Multiagent Multimodal Categorization for Symbol Emergence: Emergent Communication via Interpersonal Cross-modal Inference
Yoshinobu Hagiwara, Kazuma Furukawa, Akira Taniguchi, and Tadahiro, Taniguchi

TL;DR
This paper presents a computational model for multiagent multimodal categorization that enables emergent communication, shared lexical systems, and cross-modal inference, improving categorization accuracy even with missing sensory modalities.
Contribution
The introduction of Inter-MDM, a probabilistic model that facilitates emergent communication and cross-modal inference in multiagent systems.
Findings
Agents form shared multimodal categories and signs.
Emergent communication improves categorization accuracy.

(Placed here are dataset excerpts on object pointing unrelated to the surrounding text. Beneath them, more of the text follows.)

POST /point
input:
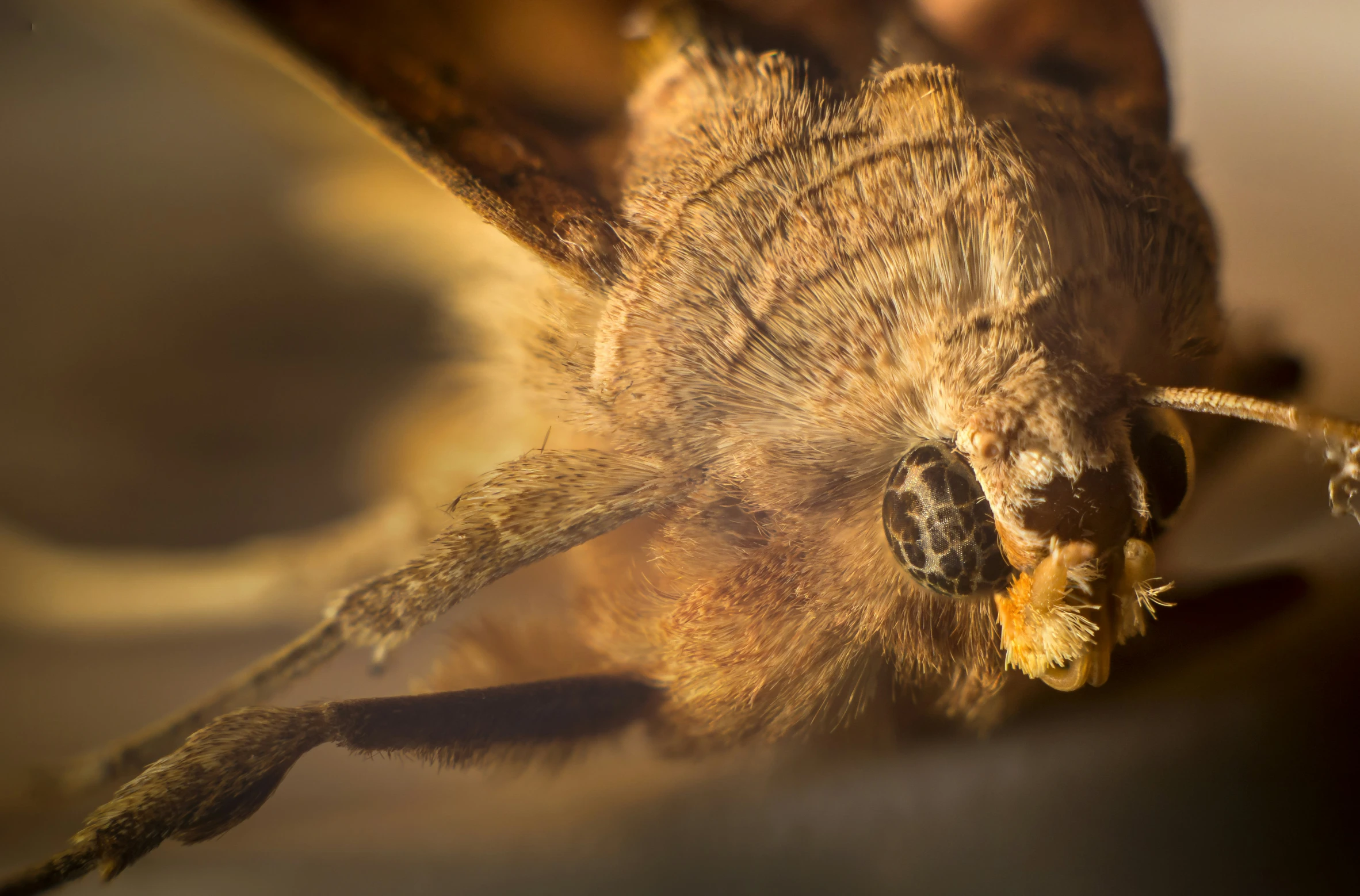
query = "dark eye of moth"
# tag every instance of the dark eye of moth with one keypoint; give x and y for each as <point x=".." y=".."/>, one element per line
<point x="1164" y="464"/>
<point x="940" y="525"/>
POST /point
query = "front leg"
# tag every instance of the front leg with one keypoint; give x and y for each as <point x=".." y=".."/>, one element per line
<point x="529" y="509"/>
<point x="229" y="768"/>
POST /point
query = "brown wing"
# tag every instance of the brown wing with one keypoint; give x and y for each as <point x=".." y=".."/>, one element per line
<point x="1103" y="49"/>
<point x="407" y="64"/>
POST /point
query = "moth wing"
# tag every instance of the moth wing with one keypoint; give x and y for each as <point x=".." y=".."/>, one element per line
<point x="1107" y="52"/>
<point x="400" y="64"/>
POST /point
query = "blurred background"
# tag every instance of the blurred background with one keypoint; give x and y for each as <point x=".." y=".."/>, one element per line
<point x="247" y="354"/>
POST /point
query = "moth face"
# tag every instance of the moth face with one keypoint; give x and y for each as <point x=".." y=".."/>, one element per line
<point x="1064" y="553"/>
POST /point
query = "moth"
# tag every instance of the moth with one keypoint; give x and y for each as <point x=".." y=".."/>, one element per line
<point x="884" y="374"/>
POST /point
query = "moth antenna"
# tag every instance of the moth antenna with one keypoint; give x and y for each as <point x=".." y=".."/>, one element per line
<point x="1340" y="438"/>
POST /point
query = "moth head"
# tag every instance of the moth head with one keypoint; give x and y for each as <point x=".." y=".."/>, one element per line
<point x="1046" y="508"/>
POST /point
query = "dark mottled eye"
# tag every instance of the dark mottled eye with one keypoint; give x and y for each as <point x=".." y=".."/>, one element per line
<point x="1162" y="449"/>
<point x="939" y="524"/>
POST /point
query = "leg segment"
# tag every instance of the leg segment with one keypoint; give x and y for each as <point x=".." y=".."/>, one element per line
<point x="529" y="509"/>
<point x="229" y="768"/>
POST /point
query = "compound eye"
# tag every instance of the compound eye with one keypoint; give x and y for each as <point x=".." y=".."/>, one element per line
<point x="940" y="525"/>
<point x="1166" y="458"/>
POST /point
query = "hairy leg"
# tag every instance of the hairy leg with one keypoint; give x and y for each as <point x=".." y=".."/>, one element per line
<point x="229" y="768"/>
<point x="529" y="509"/>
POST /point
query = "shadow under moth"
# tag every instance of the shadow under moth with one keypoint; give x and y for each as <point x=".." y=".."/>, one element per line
<point x="880" y="336"/>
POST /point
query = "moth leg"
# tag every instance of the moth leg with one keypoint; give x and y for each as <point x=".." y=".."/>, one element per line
<point x="226" y="771"/>
<point x="529" y="509"/>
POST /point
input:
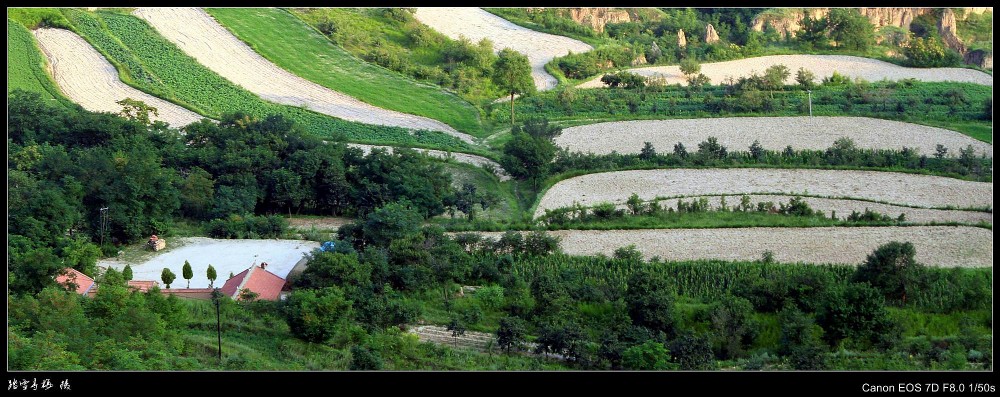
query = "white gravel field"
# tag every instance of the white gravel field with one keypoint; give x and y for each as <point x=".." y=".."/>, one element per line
<point x="821" y="65"/>
<point x="843" y="208"/>
<point x="942" y="246"/>
<point x="200" y="36"/>
<point x="477" y="24"/>
<point x="224" y="255"/>
<point x="88" y="79"/>
<point x="889" y="187"/>
<point x="774" y="133"/>
<point x="478" y="161"/>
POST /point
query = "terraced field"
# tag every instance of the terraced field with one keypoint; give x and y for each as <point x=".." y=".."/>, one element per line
<point x="843" y="208"/>
<point x="477" y="24"/>
<point x="88" y="79"/>
<point x="774" y="133"/>
<point x="821" y="65"/>
<point x="478" y="161"/>
<point x="200" y="36"/>
<point x="944" y="246"/>
<point x="888" y="187"/>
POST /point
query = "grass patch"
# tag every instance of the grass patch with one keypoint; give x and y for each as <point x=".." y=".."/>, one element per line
<point x="291" y="44"/>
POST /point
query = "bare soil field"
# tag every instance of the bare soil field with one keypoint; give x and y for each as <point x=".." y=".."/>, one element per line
<point x="200" y="36"/>
<point x="942" y="246"/>
<point x="87" y="78"/>
<point x="478" y="161"/>
<point x="821" y="65"/>
<point x="774" y="133"/>
<point x="477" y="24"/>
<point x="226" y="256"/>
<point x="843" y="208"/>
<point x="889" y="187"/>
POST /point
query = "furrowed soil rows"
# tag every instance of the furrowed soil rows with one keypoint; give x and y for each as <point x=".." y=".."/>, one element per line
<point x="200" y="36"/>
<point x="821" y="65"/>
<point x="888" y="187"/>
<point x="477" y="24"/>
<point x="478" y="161"/>
<point x="774" y="133"/>
<point x="843" y="208"/>
<point x="943" y="246"/>
<point x="88" y="79"/>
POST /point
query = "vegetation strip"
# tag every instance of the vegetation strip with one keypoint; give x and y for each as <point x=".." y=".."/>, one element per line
<point x="944" y="246"/>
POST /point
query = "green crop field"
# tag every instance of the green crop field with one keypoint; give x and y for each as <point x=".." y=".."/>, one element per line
<point x="150" y="63"/>
<point x="296" y="47"/>
<point x="25" y="66"/>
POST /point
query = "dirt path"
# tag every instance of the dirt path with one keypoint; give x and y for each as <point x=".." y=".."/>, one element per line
<point x="936" y="245"/>
<point x="200" y="36"/>
<point x="821" y="65"/>
<point x="88" y="79"/>
<point x="889" y="187"/>
<point x="774" y="133"/>
<point x="478" y="161"/>
<point x="477" y="24"/>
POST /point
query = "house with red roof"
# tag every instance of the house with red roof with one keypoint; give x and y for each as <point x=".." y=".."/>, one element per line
<point x="256" y="279"/>
<point x="84" y="284"/>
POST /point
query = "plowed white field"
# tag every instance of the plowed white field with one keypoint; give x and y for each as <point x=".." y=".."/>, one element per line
<point x="200" y="36"/>
<point x="821" y="65"/>
<point x="774" y="133"/>
<point x="88" y="79"/>
<point x="477" y="24"/>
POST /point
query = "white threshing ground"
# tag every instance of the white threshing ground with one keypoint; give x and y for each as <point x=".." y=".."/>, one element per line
<point x="478" y="161"/>
<point x="88" y="79"/>
<point x="821" y="65"/>
<point x="843" y="208"/>
<point x="226" y="256"/>
<point x="774" y="133"/>
<point x="477" y="24"/>
<point x="200" y="36"/>
<point x="944" y="246"/>
<point x="889" y="187"/>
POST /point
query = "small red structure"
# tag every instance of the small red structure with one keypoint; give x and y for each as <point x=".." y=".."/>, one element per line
<point x="83" y="283"/>
<point x="265" y="284"/>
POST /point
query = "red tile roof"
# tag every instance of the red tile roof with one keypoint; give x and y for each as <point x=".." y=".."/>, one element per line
<point x="82" y="281"/>
<point x="142" y="285"/>
<point x="266" y="284"/>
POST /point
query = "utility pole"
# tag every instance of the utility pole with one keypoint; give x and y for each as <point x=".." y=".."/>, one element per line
<point x="810" y="102"/>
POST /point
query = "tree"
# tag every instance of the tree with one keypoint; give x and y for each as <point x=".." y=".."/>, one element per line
<point x="187" y="273"/>
<point x="210" y="273"/>
<point x="314" y="315"/>
<point x="892" y="269"/>
<point x="512" y="73"/>
<point x="805" y="78"/>
<point x="137" y="110"/>
<point x="511" y="333"/>
<point x="127" y="273"/>
<point x="649" y="356"/>
<point x="850" y="29"/>
<point x="650" y="301"/>
<point x="167" y="276"/>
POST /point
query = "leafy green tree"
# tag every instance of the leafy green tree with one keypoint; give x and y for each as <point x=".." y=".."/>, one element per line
<point x="650" y="300"/>
<point x="127" y="273"/>
<point x="167" y="276"/>
<point x="511" y="333"/>
<point x="187" y="273"/>
<point x="649" y="356"/>
<point x="891" y="269"/>
<point x="364" y="359"/>
<point x="850" y="29"/>
<point x="315" y="315"/>
<point x="512" y="73"/>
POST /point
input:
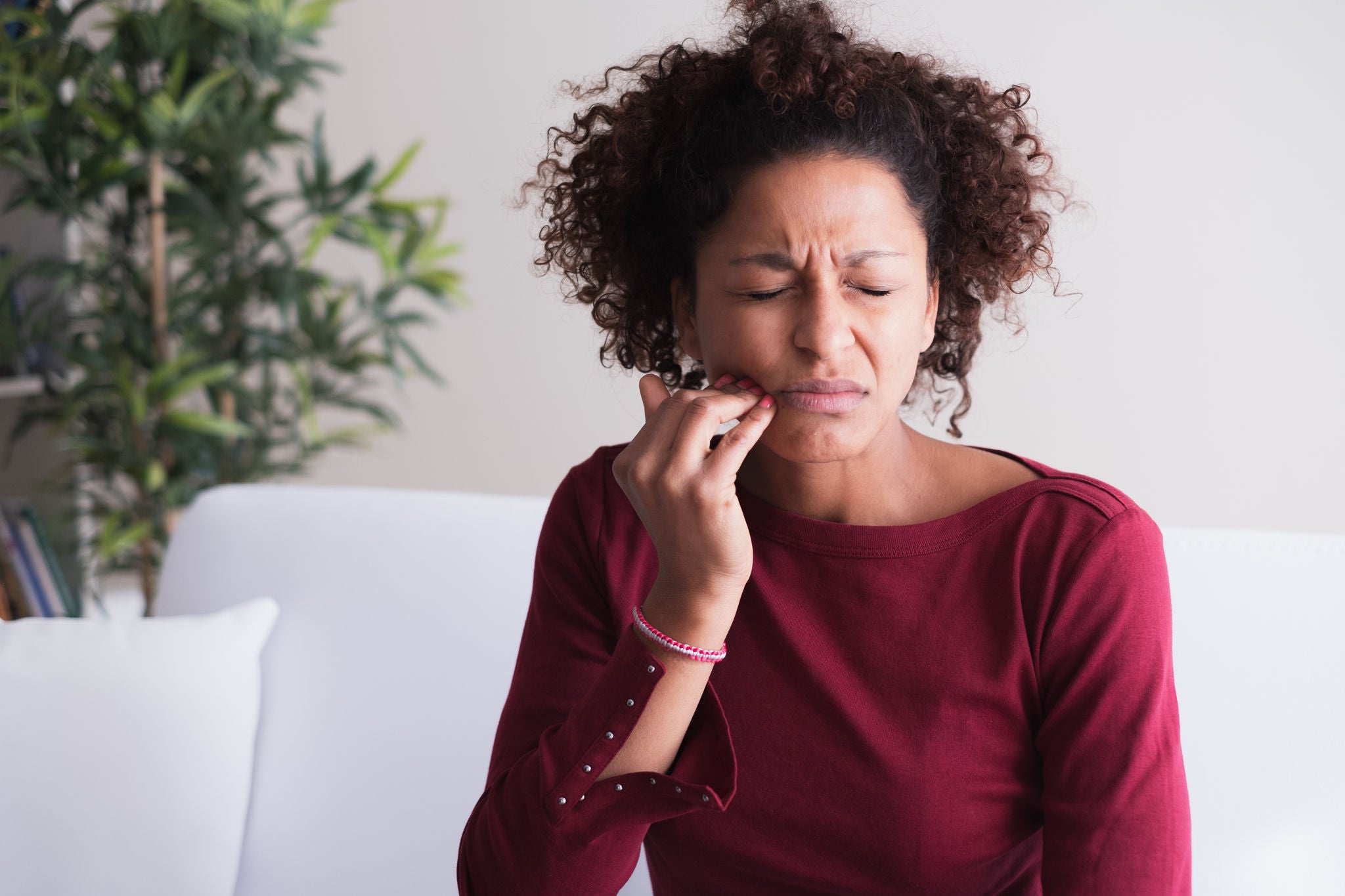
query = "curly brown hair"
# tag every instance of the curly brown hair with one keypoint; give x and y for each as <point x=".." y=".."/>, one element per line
<point x="655" y="167"/>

Agents can infer unobserved sensory information based on shared signs.
Abstract
This paper describes a computational model of multiagent multimodal categorization that realizes emergent communication. We clarify whether the computational model can reproduce the following functions in a symbol emergence system, comprising two agents with different sensory modalities playing a naming game. (1) Function for forming a shared lexical system that comprises perceptual categories and corresponding signs, formed by agents through individual learning and semiotic communication between agents. (2) Function to improve the categorization accuracy in an agent via semiotic communication with another agent, even when some sensory modalities of each agent are missing. (3) Function that an agent infers unobserved sensory information based on a sign sampled from another agent in the same manner as cross-modal inference. We propose an interpersonal multimodal Dirichlet mixture…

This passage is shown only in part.